Issouf SANOGO / AFP
Gunmen killed 21 civilians in an attack on a goods convoy in western Niger near the borders with fellow conflict-wracked Sahel states Mali and Burkina Faso, local sources told AFP on Saturday.
The frontier lands between Niger, Mali and Burkina Faso have long been a hideout for jihadists linked to the Islamic State group and Al-Qaeda, who have waged a bloody insurgent war against the government.
“Twenty-one civilians were killed in this attack on transport vehicles on December 5 by armed men,” a local source said on condition of anonymity, with state radio confirming the attack by “armed bandits”, without giving a toll.
Another local source also reported 21 deaths in the same attack, without giving further details.

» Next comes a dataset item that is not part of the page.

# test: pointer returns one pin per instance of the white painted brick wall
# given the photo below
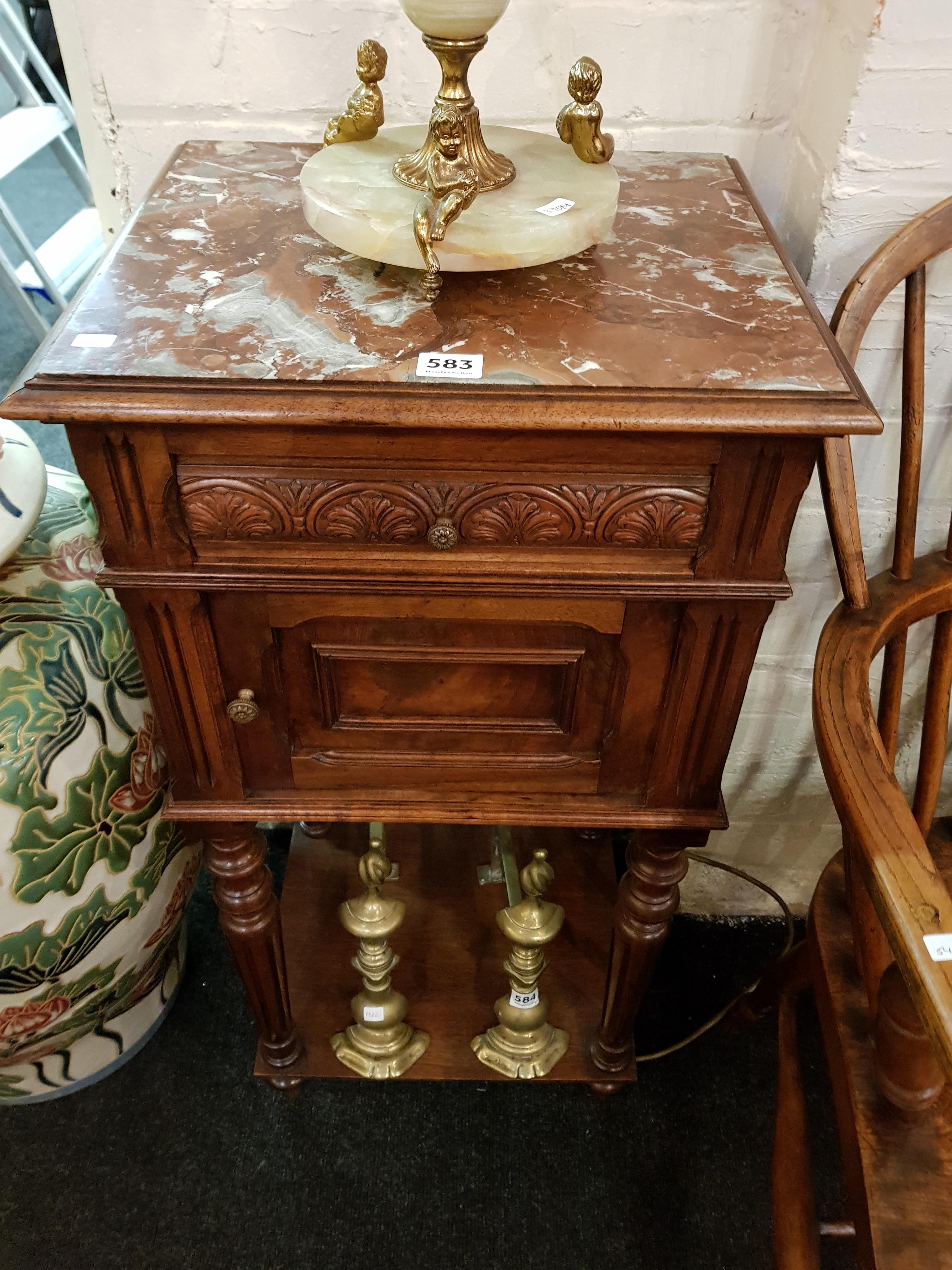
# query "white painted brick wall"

State broadcaster La Voix du Sahel said the convoy was heading back to Bankilare from a weekly market in Tera when it was intercepted by armed bandits in the early evening just north of the town.
“Several civilians (were) murdered in cold blood,” the radio bulletin added.
On Friday, the governor of the Tillaberi region, Colonel Maina Boukar, attended the funeral of the victims in Tera and “presented the condolences of the authorities” to their families, state radio also reported.
– Violent epicentre –
Tera, which has become the epicentre of jihadist violence in Niger, is an obligatory crossing point for the thousands of lorries carrying goods from Togo’s Atlantic port of Lome to landlocked Niger.
In late October, another freight convoy was targeted by assailants in a major assault.
“We have lost several of our comrades on this route, victims of increasingly frequent terrorist attacks,” Niger’s transport workers’ union said at the time.
In the past, the country’s drivers were able to take the safer route through to the ports of neighbouring Benin.
But since a diplomatic spat triggered by the July 2023 coup that overthrew Niger’s democratically elected president Mohamed Bazoum, “our country was forced to turn towards the port of Togo”, the transport union explained.
That has forced the truckers to divert their route through the high-risk areas of Burkina Faso and Niger, including near Tera.
Niger’s army, which is involved in two anti-jihadist operations in the Tillaberi region, sometimes reports attacks on convoys taking the overland route, which it claims are carried out by “terrorists”.
Near the borders with Chad, Cameroon and Nigeria, Niger’s far southeast also faces attacks from Boko Haram and the Islamic State in West Africa (ISWAP) group.
According to monitoring group Acled, which records the victims of conflicts around the world, some 1,500 civilians and soldiers have died in jihadist attacks in Niger over the past year, compared with 650 between July 2022 and 2023.